The U.S. Bureau of Labor Statistics reports that of persons who usually work full-time, the average number of hours worked per week is 43.4. Assume that the number of hours worked per week for those who usually work full-time is normally distributed. Suppose 12% of these workers work more than 48 hours. Based on this percentage, what is the standard deviation of number of hours worked per week for these workers?

Answer 1

Answer:

The standard deviation of number of hours worked per week for these workers is 3.91.

Step-by-step explanation:

Problems of normally distributed samples can be solved using the z-score formula.

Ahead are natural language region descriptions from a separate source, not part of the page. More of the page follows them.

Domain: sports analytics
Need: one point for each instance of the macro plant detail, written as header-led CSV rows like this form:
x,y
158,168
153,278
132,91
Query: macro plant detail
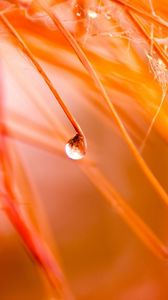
x,y
85,80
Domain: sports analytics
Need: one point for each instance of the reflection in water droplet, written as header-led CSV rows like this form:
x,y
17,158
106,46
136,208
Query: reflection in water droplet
x,y
76,147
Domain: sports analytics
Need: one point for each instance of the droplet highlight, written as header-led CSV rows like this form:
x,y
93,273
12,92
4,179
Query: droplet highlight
x,y
76,147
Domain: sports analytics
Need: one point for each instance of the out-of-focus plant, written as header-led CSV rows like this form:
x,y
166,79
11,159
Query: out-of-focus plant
x,y
105,63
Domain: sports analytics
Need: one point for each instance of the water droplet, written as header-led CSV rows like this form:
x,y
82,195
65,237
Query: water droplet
x,y
92,14
76,147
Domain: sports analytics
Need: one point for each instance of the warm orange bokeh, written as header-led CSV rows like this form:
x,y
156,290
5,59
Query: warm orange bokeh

In a set with mean $\mu$ and standard deviation $\sigma$, the zscore of a measure X is given by

$Z = \frac{X - \mu}{\sigma}$

After finding the Z-score, we look at the z-score table and find the p-value associated with this z-score. This p-value is the probability that the value of the measure is smaller than X. Subtracting 1 by the pvalue, we This p-value is the probability that the value of the measure is greater than X.

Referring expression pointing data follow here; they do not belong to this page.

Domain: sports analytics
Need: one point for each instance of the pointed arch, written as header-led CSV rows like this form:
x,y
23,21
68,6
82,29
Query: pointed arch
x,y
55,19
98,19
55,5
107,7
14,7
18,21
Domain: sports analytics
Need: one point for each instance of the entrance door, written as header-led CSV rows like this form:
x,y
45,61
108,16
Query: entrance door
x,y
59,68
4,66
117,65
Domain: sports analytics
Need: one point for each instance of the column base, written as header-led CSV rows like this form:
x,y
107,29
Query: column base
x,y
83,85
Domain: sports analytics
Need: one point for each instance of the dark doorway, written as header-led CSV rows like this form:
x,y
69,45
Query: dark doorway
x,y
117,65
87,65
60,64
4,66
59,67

In this problem we have that:

The average number of hours worked per week is 43.4, so $\mu = 43.4$.

Suppose 12% of these workers work more than 48 hours. Based on this percentage, what is the standard deviation of number of hours worked per week for these workers.

This means that the Z score of $X = 48$ has a pvalue of 0.88. This is Z between 1.17 and 1.18. So we use $Z = 1.175$.

$Z = \frac{X - \mu}{\sigma}$

$1.175 = \frac{48 - 43.4}{\sigma}$

$1.175\sigma = 4.6$

$\sigma = \frac{4.6}{1.175}$

$\sigma = 3.91$

The standard deviation of number of hours worked per week for these workers is 3.91.